Muito além do campus
Nessa eterna luta da teoria versus prática, a geração que chega ao mercado tem pressa de colocar a mão na massa. Nem que precise deixar de lado o conforto de velhos hábitos. E, talvez nisso, habite o espanto para tantos questionamentos. Que o diga Danillo Coêlho e o histórico de quem exercitou a gastronomia bem antes da formação, acumulando vivências no restaurante Mocotó e Maní, em São Paulo, El Baqueano, em Buenos Aires e, atualmente, o Forneria 1121, na Capital pernambucana. Ao lado de quem complementa suas perguntas, a vontade de realizar continua. “Sem pretensão alguma, a gente busca agir assim. Fez parte das nossas inspirações, da maneira como a gente aprendeu e que acaba fazendo naturalmente parte do nosso trabalho. Sentimos muito responsáveis em fazer comida não só como serviço, porque temos consciêndia de que estamos lidando com cultura”, solta.

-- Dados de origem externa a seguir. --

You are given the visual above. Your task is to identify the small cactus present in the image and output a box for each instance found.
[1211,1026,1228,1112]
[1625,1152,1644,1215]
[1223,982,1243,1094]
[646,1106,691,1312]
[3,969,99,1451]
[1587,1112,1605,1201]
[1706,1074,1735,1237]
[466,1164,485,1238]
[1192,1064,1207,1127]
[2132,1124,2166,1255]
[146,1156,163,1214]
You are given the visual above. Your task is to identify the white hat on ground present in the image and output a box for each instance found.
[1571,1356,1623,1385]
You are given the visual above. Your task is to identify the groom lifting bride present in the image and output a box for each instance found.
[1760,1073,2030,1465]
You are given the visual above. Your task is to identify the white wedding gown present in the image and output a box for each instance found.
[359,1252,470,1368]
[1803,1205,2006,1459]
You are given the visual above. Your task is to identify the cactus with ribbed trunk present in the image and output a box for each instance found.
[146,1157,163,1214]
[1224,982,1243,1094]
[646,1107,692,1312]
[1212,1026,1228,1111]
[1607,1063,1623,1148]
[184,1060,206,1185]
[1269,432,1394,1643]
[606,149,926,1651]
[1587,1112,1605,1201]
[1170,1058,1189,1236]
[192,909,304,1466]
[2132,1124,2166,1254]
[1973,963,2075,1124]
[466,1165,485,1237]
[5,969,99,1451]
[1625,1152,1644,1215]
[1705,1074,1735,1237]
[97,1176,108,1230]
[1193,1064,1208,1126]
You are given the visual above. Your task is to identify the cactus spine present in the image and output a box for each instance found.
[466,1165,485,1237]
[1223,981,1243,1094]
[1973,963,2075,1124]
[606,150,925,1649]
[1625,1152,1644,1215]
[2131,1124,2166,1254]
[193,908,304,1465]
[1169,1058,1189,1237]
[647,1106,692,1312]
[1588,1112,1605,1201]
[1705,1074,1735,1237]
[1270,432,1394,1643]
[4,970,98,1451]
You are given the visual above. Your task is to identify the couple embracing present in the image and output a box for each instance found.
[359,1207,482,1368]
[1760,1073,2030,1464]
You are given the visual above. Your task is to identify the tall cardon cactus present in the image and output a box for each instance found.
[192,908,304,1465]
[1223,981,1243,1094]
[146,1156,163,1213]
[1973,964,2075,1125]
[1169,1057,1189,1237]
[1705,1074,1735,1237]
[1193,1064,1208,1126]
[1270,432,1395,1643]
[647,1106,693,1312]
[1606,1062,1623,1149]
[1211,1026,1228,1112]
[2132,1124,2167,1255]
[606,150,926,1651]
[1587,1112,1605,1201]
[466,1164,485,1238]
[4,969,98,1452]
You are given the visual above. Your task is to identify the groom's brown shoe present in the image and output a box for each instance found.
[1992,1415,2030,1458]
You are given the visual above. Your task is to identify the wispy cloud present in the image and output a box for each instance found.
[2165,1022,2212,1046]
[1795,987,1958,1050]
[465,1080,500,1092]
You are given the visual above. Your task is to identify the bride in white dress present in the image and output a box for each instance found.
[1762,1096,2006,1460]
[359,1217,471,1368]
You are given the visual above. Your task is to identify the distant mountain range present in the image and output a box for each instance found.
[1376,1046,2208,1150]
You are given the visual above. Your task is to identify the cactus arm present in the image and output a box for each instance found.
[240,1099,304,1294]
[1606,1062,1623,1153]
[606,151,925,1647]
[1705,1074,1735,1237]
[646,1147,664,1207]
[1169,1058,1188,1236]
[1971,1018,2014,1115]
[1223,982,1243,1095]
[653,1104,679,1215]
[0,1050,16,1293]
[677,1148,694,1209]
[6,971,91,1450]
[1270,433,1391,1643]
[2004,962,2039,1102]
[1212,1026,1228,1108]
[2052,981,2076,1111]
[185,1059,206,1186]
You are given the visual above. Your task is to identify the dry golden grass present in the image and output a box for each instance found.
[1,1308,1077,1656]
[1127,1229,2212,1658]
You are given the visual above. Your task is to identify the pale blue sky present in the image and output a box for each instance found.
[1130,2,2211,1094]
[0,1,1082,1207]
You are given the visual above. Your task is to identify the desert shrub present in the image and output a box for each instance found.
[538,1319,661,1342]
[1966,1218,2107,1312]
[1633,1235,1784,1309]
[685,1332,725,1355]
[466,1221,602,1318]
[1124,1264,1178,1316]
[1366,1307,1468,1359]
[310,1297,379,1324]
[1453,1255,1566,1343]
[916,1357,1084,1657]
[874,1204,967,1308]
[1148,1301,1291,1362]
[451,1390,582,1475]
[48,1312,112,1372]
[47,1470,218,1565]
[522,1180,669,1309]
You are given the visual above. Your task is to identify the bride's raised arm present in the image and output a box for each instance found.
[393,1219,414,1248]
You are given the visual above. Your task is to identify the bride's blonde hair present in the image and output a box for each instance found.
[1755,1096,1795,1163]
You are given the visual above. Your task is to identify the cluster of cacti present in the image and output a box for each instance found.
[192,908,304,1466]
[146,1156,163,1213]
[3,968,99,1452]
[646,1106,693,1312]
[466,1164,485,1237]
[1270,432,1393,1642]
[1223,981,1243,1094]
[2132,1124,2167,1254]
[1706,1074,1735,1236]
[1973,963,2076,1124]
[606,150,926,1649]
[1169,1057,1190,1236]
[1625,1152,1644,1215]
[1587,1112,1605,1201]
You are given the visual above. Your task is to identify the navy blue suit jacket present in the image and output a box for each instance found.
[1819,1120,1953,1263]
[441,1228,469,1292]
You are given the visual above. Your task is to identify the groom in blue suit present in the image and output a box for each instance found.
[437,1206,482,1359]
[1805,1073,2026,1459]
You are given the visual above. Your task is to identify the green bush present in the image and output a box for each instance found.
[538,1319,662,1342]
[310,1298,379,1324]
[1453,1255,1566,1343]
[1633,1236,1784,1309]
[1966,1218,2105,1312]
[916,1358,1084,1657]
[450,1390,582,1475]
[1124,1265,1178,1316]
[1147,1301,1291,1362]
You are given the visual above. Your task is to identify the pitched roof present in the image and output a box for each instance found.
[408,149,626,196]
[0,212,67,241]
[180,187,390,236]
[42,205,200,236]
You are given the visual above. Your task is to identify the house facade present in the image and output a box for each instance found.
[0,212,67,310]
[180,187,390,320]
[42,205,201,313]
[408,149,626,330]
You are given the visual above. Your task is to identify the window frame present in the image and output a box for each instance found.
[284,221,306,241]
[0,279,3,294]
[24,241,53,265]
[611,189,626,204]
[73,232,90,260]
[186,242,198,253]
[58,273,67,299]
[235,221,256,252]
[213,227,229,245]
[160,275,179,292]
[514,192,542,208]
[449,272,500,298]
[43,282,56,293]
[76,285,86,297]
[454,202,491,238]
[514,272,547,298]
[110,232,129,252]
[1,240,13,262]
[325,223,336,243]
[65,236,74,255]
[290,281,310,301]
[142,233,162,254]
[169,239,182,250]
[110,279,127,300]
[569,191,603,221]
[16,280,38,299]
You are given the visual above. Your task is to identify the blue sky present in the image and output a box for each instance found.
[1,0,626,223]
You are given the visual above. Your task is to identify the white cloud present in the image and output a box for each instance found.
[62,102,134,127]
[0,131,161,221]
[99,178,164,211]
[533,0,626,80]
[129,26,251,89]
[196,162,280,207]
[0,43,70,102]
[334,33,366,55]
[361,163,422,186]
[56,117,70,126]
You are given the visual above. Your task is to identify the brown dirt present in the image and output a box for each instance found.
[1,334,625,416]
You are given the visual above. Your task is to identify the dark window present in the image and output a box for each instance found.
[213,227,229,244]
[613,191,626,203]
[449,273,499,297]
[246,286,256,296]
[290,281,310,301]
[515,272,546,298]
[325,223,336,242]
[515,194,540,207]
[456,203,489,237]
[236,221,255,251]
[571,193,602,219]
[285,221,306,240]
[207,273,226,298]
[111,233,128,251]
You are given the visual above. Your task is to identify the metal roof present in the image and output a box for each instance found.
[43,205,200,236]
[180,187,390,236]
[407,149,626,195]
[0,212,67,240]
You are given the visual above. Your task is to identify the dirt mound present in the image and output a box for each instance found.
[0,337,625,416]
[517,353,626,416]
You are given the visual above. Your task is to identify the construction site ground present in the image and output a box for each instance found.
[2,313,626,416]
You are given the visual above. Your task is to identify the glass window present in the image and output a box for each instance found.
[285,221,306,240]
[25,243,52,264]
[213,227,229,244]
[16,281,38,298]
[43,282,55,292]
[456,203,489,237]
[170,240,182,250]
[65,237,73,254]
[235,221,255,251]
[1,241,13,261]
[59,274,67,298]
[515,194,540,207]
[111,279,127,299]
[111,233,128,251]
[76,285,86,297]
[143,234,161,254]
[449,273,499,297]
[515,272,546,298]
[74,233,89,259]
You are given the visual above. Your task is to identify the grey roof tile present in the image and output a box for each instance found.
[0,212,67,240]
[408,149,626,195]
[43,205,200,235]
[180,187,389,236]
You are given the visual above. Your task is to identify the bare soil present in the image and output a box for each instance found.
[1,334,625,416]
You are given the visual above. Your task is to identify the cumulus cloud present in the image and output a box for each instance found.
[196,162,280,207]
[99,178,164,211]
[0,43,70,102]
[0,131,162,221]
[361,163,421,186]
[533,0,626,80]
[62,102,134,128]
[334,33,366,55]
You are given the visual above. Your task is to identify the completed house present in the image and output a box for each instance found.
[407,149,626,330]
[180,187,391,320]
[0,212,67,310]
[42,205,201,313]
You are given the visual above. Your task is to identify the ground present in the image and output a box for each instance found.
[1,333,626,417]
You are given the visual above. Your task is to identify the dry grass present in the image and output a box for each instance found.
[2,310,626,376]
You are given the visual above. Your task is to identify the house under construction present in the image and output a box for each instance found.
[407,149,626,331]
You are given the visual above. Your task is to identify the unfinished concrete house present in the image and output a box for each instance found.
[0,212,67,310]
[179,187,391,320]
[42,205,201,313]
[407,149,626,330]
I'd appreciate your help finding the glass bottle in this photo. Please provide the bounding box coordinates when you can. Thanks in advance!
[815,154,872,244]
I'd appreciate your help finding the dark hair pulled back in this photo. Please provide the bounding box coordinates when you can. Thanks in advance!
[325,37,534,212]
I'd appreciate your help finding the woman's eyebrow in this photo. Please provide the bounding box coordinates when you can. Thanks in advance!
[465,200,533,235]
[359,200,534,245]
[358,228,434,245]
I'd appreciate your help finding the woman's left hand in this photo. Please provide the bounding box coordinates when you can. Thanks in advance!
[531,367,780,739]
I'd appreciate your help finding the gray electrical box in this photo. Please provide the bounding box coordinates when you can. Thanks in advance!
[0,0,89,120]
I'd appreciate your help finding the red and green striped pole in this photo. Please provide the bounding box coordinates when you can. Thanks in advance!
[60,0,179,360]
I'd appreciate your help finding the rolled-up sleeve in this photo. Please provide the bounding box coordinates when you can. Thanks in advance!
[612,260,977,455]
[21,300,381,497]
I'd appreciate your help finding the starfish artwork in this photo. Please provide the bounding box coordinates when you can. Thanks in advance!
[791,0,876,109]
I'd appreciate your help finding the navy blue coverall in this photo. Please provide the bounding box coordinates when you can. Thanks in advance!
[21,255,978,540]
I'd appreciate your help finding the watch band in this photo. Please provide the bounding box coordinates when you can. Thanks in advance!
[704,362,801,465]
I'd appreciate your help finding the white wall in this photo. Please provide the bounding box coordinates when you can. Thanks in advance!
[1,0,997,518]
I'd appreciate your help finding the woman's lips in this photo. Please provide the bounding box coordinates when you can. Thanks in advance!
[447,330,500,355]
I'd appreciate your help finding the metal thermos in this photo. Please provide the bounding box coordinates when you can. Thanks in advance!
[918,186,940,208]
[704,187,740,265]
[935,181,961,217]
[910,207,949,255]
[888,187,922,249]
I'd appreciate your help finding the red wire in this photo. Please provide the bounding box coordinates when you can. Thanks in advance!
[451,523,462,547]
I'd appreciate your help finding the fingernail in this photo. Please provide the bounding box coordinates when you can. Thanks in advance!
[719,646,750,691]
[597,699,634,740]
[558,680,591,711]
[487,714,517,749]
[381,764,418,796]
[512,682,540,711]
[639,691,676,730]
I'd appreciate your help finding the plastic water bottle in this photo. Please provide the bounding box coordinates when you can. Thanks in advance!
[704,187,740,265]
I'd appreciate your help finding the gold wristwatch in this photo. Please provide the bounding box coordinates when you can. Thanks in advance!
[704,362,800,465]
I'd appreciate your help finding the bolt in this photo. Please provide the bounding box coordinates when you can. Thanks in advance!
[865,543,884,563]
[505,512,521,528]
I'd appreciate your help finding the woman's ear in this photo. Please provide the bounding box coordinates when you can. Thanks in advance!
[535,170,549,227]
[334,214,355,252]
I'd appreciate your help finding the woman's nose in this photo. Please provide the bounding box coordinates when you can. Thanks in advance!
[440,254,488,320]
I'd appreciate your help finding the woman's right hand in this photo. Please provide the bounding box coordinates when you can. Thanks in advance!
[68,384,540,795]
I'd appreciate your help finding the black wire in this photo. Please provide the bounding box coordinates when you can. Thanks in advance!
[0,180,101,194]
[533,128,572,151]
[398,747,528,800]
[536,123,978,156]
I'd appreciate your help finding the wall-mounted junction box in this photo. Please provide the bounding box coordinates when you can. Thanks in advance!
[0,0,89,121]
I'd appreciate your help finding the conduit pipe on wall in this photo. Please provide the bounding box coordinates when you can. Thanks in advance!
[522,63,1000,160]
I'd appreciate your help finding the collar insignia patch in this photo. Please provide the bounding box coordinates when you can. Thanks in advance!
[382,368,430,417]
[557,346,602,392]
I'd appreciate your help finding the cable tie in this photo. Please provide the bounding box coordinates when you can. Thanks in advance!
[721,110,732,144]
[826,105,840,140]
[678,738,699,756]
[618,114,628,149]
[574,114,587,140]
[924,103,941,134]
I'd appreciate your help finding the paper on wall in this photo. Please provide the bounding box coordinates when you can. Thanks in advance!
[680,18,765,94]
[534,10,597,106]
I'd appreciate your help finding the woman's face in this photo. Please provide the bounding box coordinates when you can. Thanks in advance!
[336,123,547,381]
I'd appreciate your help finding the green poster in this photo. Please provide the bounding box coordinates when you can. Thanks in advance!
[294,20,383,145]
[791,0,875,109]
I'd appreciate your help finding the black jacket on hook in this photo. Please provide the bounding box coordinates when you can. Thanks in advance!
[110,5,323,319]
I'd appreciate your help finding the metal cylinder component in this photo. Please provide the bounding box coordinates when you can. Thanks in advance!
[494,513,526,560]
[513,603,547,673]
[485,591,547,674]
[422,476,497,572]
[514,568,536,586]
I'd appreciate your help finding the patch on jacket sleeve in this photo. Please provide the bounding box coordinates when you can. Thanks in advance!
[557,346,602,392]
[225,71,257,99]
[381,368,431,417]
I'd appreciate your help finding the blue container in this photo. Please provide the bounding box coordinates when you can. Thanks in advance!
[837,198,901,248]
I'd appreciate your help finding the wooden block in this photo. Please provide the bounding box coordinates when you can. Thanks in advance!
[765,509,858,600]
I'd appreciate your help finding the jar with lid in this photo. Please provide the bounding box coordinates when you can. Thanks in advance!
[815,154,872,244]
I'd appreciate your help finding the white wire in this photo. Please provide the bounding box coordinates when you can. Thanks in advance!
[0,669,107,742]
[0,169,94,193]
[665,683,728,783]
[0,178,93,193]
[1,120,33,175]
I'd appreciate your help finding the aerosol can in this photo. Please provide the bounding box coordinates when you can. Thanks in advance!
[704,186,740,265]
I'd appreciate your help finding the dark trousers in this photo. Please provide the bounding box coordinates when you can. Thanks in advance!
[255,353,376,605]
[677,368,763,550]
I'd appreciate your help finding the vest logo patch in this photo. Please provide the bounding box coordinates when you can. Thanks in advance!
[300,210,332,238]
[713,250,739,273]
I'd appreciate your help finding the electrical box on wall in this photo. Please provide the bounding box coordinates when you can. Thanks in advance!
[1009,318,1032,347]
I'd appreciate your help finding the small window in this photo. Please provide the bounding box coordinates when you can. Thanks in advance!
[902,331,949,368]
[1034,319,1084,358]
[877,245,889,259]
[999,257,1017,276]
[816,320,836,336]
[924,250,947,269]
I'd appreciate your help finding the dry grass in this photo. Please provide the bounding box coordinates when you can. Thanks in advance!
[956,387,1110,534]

Sem deixar de lado os ensinamentos do passado, o cozinheiro do projeto O Mundo Lá de Casa, Carlos Vinícius Campos, lembra: “Não deixamos de nos inspirar nos grandes nomes e no que eles fizeram ao redor do mundo, a diferença é que esse pessoal se apropriou do que é local deles. Então, porque não usar todo esse aprendizado para o que é local nosso?”, aponta. E foi a partir de um diálogo mais próximo com esse time, que o ex-estudante de farmácia e lavourista de Surubim, com passagem pela Bungue e restaurantes do Recife, engrossou o discurso de que agregar é fazer diferença. “Se antes alguém se isolava cheio de receios com uma única ideia, a fórmula agora é compartilhar e colaborar”, resume.